There are a lot of teams who fancy themselves contenders and are worried about their bullpens. The Milwaukee Brewers and the Los Angeles Angels of Anaheim come to mind immediately. At some point this year one of these teams will overreact to a series of blown saves and be willing to overpay for an established, reliable closer. And one of the first calls these teams make will be to Chris Antonetti.
This is understandable. The Indians are still a small-market team, Perez makes over $7 million a year, and he is nearing the end of his team control. In addition, the Tribe has great depth in the bullpen. They could easily slide Vinnie Pestano into the closer role or, if they wanted to keep everyone in their customary roles, they could bring Matt Capps up from Columbus once he builds up his arm strength.
The question is, how should Antonetti respond to these inquiries?

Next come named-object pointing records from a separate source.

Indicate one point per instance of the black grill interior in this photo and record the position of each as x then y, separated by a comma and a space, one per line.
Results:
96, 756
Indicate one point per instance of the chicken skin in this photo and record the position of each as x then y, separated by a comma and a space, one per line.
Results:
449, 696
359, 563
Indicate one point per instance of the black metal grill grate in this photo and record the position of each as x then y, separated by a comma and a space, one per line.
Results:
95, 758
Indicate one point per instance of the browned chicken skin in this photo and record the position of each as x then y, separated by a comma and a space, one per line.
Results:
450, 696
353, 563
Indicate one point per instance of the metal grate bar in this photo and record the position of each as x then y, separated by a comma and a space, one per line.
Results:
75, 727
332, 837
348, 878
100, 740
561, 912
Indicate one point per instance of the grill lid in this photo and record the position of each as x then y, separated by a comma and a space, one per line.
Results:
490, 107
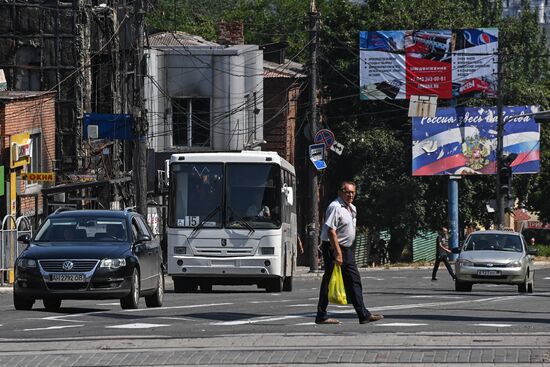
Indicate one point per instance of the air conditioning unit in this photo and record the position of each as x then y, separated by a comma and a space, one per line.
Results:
93, 131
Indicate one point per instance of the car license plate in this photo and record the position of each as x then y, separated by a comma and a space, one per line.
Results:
67, 278
488, 272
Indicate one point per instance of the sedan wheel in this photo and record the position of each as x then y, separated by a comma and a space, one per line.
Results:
22, 303
155, 299
131, 301
52, 304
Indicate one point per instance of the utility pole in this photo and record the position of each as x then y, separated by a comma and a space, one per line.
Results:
313, 223
140, 147
500, 136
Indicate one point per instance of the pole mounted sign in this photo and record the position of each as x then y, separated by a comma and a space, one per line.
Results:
317, 156
38, 176
324, 136
20, 150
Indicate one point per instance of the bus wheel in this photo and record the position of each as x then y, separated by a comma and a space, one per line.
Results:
287, 284
274, 285
182, 285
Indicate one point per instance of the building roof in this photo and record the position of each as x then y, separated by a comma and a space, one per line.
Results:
178, 38
289, 69
14, 95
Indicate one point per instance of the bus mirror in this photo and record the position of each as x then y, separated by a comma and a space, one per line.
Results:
289, 194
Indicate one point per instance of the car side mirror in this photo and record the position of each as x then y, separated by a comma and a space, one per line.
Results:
288, 192
25, 238
143, 238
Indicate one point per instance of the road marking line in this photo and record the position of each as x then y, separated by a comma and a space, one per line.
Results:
302, 305
401, 324
137, 325
436, 296
493, 325
255, 320
64, 317
53, 327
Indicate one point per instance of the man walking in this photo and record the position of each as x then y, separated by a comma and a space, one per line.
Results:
442, 250
337, 236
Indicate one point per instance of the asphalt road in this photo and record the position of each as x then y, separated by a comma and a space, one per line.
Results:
425, 322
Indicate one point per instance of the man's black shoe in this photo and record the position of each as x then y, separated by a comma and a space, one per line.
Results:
373, 317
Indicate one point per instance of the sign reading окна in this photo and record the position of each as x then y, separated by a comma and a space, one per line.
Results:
38, 176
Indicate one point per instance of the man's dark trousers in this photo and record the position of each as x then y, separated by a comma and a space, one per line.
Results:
443, 258
352, 282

No doubt, it will depend a great deal on how the season goes. But I would propose that it shouldn’t, at least not entirely. If the Indians make Perez available he will likely be the best relief pitcher on the market between now and the next offseason. If the Indians are indeed confident that Pestano or Capps can handle the closer’s role, this is a classic situation of Perez being worth more to other teams than he is to the Tribe. That is when teams can maximize their return, so it would be foolish to consider Perez untradeable, regardless of how the season turns out. Under the right circumstances, a trade of a premier closer such as Perez can net a team a return in immediate help or prospects that can far outweigh the contribution he makes to the final outcome of the season.
There are a couple of caveats. While it is trendy to dismiss the importance of closers because statistically they are only worth a couple of wins a year, any Indians fan who lived through the Joe Borowski era knows how a shaky closer can sabotage a season, so the Indians need to be confident about Vinnie Pestano before they make a move with Perez. It is highly likely, however, that the Tribe would miss Pestano in the eighth more than they would miss Perez in the ninth. There are several viable options to fill that spot, most likely Joe Smith, but none of them have done it before. It would be a risk, but it is the kind of risk a small-market team should take if the return for Perez is high enough.
The other caveat is that you shouldn’t play yourself into a position where you have to make a trade. The Pirates made a decision to trade their closer, Joel Hanrahan, during the offseason and lost all their leverage because other teams felt like the Pirates had already made their decision. If the Indians put Perez out there and don’t like the offers, they can keep him and try again in the offseason or even early next year. The important thing in such a situation is to put the player on the market without giving the impression publicly that you intend to trade him no matter what. Once it becomes obvious that a team has made up its mind to trade a guy, the offers seem to diminish greatly.
The Indians appeared to do a good job of this over the past offseason with Asdrubal Cabrera. It seemed like he would have been traded if there had been an offer that knocked the front office’s socks off, but that apparently never came, and the Indians can now keep him until such an offer comes along or until Francisco Lindor is ready for the majors, whichever comes first. I hope they take the same approach with Perez.
The bottom line is that a small-market team needs to have depth everywhere, but it cannot afford to have excess depth or too many payroll dollars in any one area. The Indians have both of those situations in the bullpen. They have a choice between Chris Perez closing and good pitchers like Nick Hagadone wasting away at Columbus where he has nothing left to prove (assuming Hagadone ends up returning to Columbus when the Indians revert back to a seven-man ‘pen), or they can have Pestano closing, Hagadone pitching in low-stress situations until he proves he is capable of more, and a couple of good prospects to fill the dearth in the outfield or at catcher who would be ready to help the Indians for much longer than Perez would likely be around.
If Chris Antonetti can create such a scenario, it seems like the wise thing to do.